Linear RegressionBivariate DataParameter Estimation
Linear Regression
Linear regression is a statistical method used to model the relationship between a dependent variable and one or more independent variables. In its simplest form, which is simple linear regression, it examines the linear relationship between two variables. The goal is to establish a line, often called the line of best fit, that best predicts the dependent variable from the independent variable.

The equation of this line is typically expressed as:\[ y = \alpha + \beta x \]where:
  • \( y \) is the dependent variable (the outcome you are predicting),
  • \( x \) is the independent variable (the predictor),
  • \( \alpha \) represents the y-intercept (the value of \( y \) when \( x \) is 0), and
  • \( \beta \) denotes the slope of the line (how much \( y \) changes for a one-unit increase in \( x \)).

The least squares method is typically used to find the values of \( \alpha \) and \( \beta \) that minimize the sum of the squared differences between the observed values and the values predicted by the model. This is why it's often referred to as the "least squares" method.
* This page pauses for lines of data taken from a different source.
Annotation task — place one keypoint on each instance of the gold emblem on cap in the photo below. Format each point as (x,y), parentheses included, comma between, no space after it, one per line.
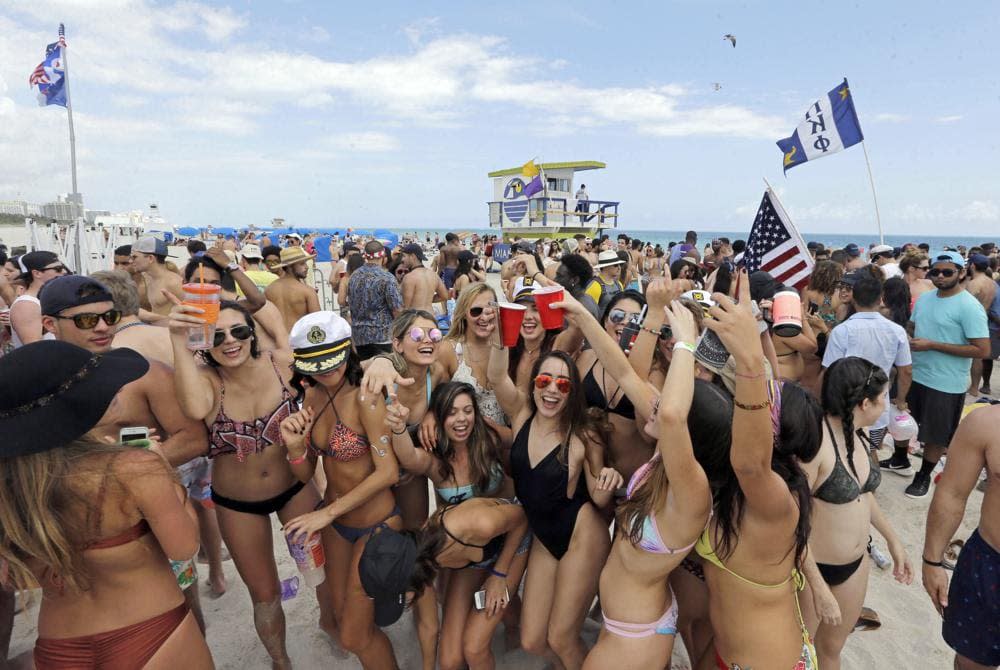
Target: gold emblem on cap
(316,335)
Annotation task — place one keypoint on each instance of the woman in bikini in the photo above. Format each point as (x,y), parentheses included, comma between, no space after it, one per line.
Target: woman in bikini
(466,463)
(843,479)
(243,396)
(91,524)
(558,469)
(760,525)
(628,447)
(360,466)
(668,504)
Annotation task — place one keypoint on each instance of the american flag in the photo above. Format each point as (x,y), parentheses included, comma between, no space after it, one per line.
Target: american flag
(776,247)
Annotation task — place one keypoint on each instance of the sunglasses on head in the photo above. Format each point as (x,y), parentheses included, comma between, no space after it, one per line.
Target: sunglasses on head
(617,316)
(476,312)
(417,334)
(240,332)
(562,384)
(88,320)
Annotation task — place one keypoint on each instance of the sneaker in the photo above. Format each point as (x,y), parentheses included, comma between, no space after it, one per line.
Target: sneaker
(919,488)
(901,469)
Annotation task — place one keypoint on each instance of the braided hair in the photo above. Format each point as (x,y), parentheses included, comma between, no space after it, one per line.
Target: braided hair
(846,385)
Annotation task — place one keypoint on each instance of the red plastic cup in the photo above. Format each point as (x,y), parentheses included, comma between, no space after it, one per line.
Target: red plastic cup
(552,319)
(511,316)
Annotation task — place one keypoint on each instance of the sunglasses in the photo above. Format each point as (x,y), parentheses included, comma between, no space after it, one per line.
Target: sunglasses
(241,332)
(88,320)
(417,334)
(562,384)
(476,312)
(617,316)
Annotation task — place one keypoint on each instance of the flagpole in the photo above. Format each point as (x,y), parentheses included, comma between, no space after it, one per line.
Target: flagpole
(871,180)
(69,115)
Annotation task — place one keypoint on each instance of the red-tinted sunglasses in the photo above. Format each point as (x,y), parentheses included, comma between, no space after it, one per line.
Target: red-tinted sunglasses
(562,384)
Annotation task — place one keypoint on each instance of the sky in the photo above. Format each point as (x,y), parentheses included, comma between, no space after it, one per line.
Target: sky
(392,113)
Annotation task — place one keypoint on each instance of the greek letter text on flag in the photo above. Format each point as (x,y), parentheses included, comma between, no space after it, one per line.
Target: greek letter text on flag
(831,124)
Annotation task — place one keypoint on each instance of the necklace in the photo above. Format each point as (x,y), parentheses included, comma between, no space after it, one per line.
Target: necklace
(129,325)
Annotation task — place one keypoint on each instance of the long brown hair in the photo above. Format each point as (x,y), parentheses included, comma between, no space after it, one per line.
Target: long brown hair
(483,444)
(41,499)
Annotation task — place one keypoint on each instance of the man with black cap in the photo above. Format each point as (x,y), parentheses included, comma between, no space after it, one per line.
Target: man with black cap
(149,257)
(947,330)
(421,286)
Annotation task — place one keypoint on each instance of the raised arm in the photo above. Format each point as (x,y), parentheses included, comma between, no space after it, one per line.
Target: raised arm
(196,397)
(753,437)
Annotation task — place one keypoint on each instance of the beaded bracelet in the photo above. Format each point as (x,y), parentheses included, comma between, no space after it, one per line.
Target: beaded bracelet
(751,408)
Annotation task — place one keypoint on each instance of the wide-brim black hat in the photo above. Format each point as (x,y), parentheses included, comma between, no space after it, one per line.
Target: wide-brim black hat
(52,393)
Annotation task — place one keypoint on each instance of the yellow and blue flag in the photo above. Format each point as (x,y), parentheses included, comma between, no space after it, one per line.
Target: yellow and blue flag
(830,125)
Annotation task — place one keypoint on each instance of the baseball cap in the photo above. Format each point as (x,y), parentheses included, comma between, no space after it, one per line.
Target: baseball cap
(320,343)
(414,249)
(251,251)
(880,249)
(71,291)
(949,257)
(385,569)
(150,245)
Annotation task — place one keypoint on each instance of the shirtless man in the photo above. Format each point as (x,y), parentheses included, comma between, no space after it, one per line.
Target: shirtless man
(289,293)
(149,257)
(982,287)
(150,401)
(153,342)
(448,259)
(969,606)
(420,285)
(123,261)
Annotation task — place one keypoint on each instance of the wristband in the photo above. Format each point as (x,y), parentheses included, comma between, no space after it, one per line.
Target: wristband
(751,408)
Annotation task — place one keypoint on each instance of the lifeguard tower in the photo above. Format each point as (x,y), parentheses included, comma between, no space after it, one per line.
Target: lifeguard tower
(553,211)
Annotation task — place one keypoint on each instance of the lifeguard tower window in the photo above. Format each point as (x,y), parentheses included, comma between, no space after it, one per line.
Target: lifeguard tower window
(558,184)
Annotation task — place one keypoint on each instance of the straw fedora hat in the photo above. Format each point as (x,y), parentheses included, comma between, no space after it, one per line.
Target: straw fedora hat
(293,255)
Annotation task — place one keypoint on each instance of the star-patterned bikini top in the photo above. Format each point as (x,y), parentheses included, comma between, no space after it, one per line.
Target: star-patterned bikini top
(228,436)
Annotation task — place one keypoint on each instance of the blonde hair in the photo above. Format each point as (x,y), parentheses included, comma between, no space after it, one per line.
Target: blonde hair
(41,500)
(457,331)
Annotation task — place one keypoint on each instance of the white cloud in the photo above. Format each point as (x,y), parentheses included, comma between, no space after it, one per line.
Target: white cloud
(364,141)
(889,117)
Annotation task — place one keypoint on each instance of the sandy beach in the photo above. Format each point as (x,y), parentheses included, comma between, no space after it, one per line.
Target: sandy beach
(910,636)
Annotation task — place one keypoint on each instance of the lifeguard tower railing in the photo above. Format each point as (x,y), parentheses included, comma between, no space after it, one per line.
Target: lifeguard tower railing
(555,212)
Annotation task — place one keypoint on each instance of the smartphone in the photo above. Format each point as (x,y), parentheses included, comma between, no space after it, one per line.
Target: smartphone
(133,434)
(480,598)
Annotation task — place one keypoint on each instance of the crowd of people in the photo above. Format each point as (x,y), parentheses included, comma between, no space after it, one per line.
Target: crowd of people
(649,451)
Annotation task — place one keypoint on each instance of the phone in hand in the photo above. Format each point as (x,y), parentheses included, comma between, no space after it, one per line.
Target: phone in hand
(480,598)
(133,434)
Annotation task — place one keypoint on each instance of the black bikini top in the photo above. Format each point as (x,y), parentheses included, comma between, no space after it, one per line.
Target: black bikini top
(841,487)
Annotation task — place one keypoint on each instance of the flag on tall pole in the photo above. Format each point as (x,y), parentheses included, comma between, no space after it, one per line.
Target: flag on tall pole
(776,247)
(830,125)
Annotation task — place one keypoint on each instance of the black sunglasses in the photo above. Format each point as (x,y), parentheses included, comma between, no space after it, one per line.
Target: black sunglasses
(88,320)
(240,332)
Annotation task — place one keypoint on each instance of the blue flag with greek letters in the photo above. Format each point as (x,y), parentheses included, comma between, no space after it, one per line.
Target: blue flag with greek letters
(830,125)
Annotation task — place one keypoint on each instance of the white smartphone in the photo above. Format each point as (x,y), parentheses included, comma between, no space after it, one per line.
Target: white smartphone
(133,434)
(480,598)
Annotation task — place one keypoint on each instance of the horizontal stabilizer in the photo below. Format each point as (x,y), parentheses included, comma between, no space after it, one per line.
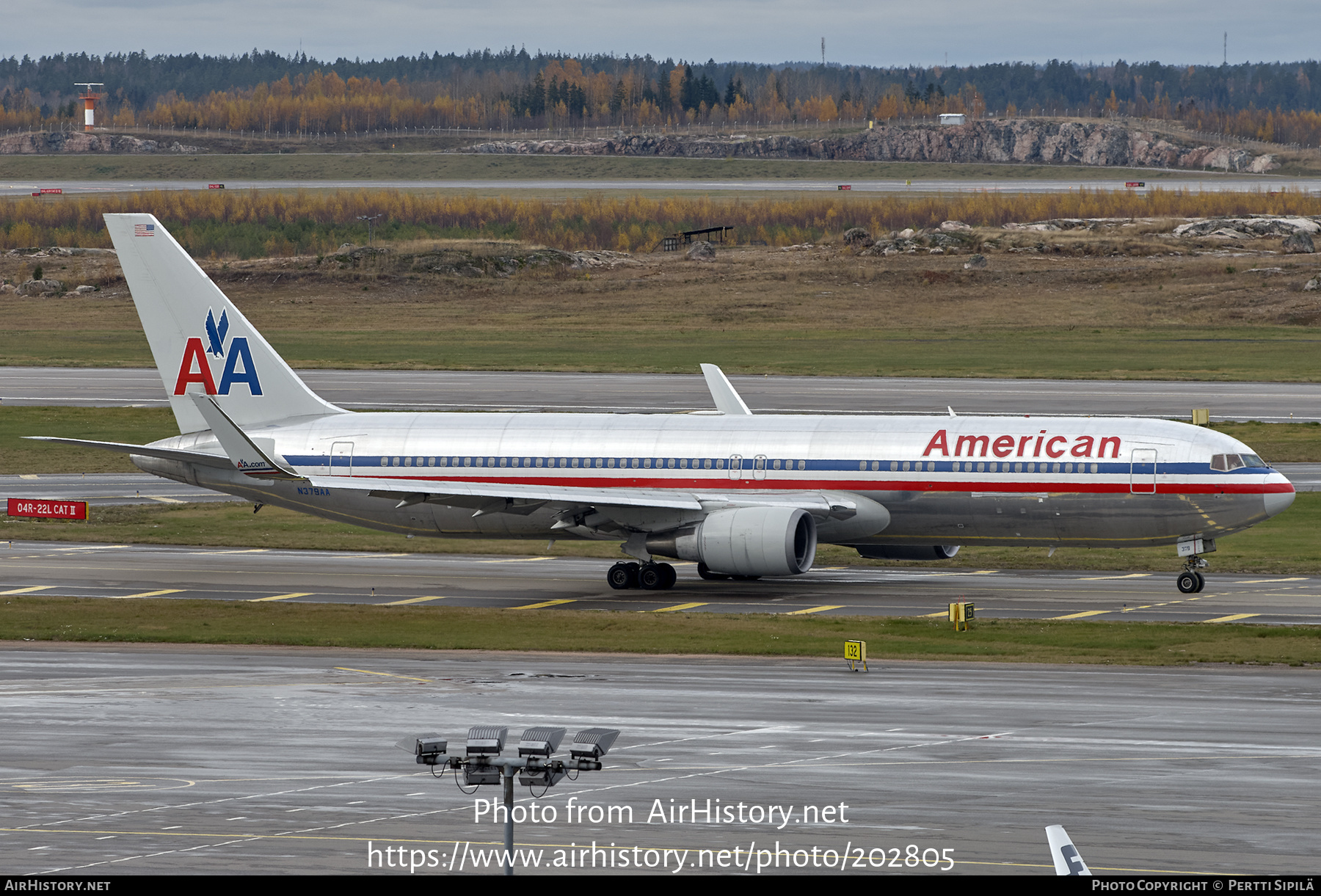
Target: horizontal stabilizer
(145,451)
(721,393)
(244,451)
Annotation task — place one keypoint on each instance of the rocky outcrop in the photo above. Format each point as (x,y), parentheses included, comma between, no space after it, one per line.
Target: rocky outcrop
(1020,140)
(56,142)
(1299,242)
(41,288)
(46,252)
(702,252)
(1250,226)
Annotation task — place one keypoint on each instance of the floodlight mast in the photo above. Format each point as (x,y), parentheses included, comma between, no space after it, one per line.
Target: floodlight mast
(481,762)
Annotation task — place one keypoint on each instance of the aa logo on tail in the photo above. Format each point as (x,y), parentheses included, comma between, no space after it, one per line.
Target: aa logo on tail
(196,366)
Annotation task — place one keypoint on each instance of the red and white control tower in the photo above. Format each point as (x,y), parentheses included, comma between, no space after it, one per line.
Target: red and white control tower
(89,99)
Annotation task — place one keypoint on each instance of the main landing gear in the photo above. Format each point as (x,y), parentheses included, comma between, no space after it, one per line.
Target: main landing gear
(652,577)
(1190,580)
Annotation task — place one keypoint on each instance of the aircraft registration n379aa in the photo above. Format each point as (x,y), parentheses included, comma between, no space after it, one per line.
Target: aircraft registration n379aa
(743,495)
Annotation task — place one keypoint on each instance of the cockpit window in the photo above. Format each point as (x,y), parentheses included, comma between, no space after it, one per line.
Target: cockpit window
(1226,463)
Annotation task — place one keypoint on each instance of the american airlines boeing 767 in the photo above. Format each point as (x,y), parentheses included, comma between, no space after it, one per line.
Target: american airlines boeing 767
(741,495)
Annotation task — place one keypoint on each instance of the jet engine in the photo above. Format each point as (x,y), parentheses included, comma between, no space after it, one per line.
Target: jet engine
(746,542)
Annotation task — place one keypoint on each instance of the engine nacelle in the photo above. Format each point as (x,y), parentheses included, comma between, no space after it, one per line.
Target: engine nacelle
(746,542)
(906,551)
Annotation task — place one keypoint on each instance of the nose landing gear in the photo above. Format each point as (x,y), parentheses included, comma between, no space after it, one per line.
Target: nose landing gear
(1190,580)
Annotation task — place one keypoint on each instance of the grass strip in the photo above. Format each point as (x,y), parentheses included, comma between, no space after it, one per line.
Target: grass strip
(357,625)
(431,166)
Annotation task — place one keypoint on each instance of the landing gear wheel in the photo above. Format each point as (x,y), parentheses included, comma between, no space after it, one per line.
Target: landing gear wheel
(622,575)
(705,571)
(652,577)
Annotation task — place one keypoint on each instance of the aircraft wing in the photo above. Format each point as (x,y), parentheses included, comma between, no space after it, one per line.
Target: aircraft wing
(436,492)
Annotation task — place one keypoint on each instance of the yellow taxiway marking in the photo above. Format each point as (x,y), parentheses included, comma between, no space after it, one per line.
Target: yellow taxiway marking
(975,572)
(520,559)
(296,594)
(368,671)
(246,550)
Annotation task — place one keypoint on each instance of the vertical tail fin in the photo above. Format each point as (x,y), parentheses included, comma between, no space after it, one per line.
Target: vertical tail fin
(1065,854)
(200,340)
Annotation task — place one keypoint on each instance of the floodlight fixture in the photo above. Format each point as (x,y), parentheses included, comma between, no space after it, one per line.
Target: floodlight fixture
(481,762)
(487,740)
(476,775)
(539,742)
(592,743)
(429,749)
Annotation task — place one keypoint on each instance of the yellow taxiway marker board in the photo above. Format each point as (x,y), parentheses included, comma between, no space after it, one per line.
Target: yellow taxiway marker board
(296,594)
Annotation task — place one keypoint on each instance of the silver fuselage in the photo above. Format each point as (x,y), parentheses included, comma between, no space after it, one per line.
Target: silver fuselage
(967,480)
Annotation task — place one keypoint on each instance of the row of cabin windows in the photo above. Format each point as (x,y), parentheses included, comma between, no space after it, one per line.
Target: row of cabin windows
(719,463)
(599,463)
(983,467)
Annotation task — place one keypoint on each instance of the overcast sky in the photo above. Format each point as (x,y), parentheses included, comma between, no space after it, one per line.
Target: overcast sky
(918,32)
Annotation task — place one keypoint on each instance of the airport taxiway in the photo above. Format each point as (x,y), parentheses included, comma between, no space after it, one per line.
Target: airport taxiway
(1086,179)
(459,390)
(137,571)
(140,760)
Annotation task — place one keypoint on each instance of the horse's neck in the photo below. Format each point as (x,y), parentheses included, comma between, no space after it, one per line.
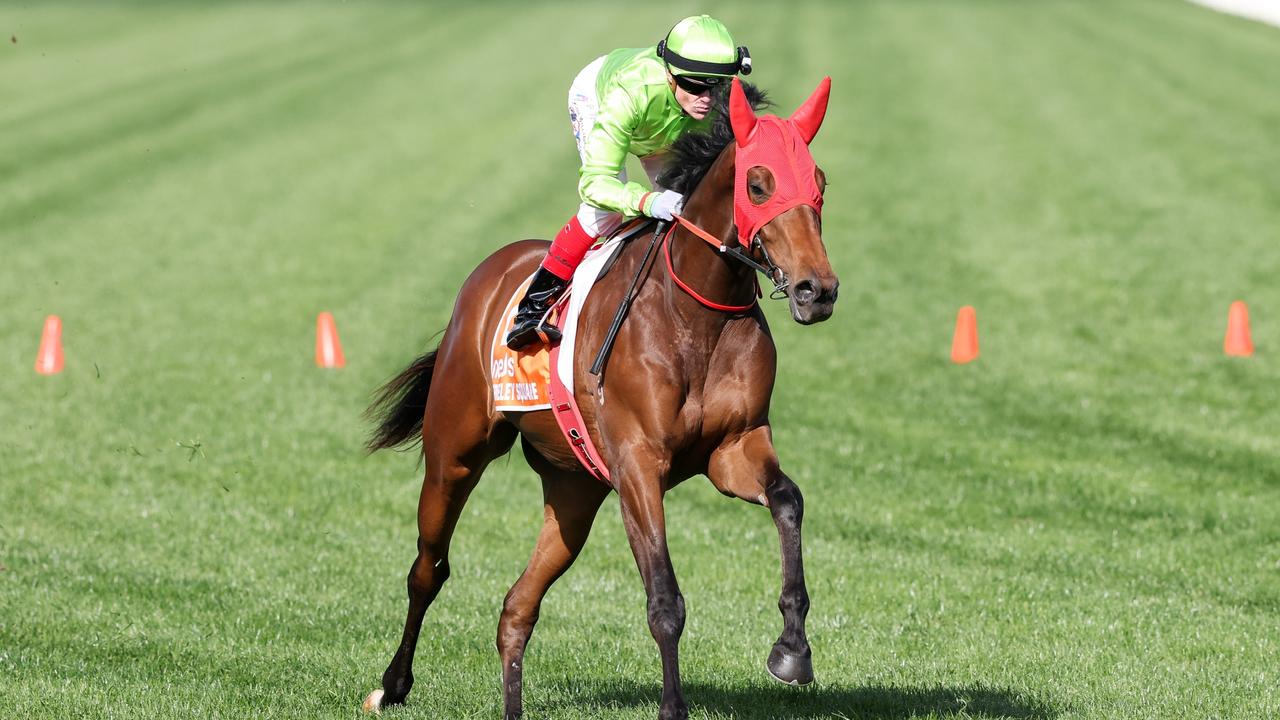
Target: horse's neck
(711,273)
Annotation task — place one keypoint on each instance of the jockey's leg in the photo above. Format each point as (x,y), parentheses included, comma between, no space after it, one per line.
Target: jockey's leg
(563,256)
Essentially, the lesser these differences, the better the line fits the data.

In the exercise, we considered the dataset \((0, 2), (1, 2), (2, 0)\) and calculated \( \hat{\alpha} = 2 \) and \( \hat{\beta} = -1 \) using the least squares method. The line of best fit for this dataset is thus \( y = 2 - x \).
Bivariate Data
Bivariate data involves pairs of linked observations. It is used to analyze the relationship between two variables—each data point contains a value for the first variable and a value for the second variable.
Understanding bivariate data is crucial for many fields, such as economics, biology, and social sciences, as it helps in understanding how changes in one variable are associated with changes in another. The association can be visualized through scatterplots, where one variable is plotted on the x-axis and another on the y-axis.

For the set \((x_1, y_1), (x_2, y_2), ..., (x_n, y_n)\), bivariate data in our exercise, we have:
  • The points \((0, 2), (1, 2), (2, 0)\) representing the x and y values,
  • These points are plotted on a scatterplot to visually assess potential relationships.

In linear regression, as seen in this exercise, the goal is to determine a linear relationship between these two variables. Drawing a regression line can help reveal trends and forecast future data points. Each point's vertical distance from this line is what the least squares method aims to minimize.
Parameter Estimation
Parameter estimation in linear regression involves determining the coefficients \( \alpha \) and \( \beta \) that define the best-fit line for a given dataset. This process finds the most suitable parameters that minimize the residuals, i.e., the differences between observed and predicted values.

The least squares method is often employed to achieve parameter estimation. This involves calculating the sum of squared residuals, which is minimized by finding the optimal values of \( \alpha \) and \( \beta \). In more advanced scenarios, alternative techniques may be used to find the values that minimize the sum of absolute errors, as explored in this exercise.
For different datasets, parameter estimation might result in different values. Such was the case in the exercise, where further minimization of the sum of absolute errors \( A(\alpha, \beta) \) was explored by altering \( \beta \) and investigating \( \alpha \).-
After experimentation, it was observed that even when \( \beta \) was fixed at -1, varying \( \alpha \) revealed that \( \alpha = 2 \) led to further minimization of errors, confirming the suitability of these parameter choices for the given dataset. Understanding and estimating these parameters accurately allows for better predictions and insights into the relationship captured by the model.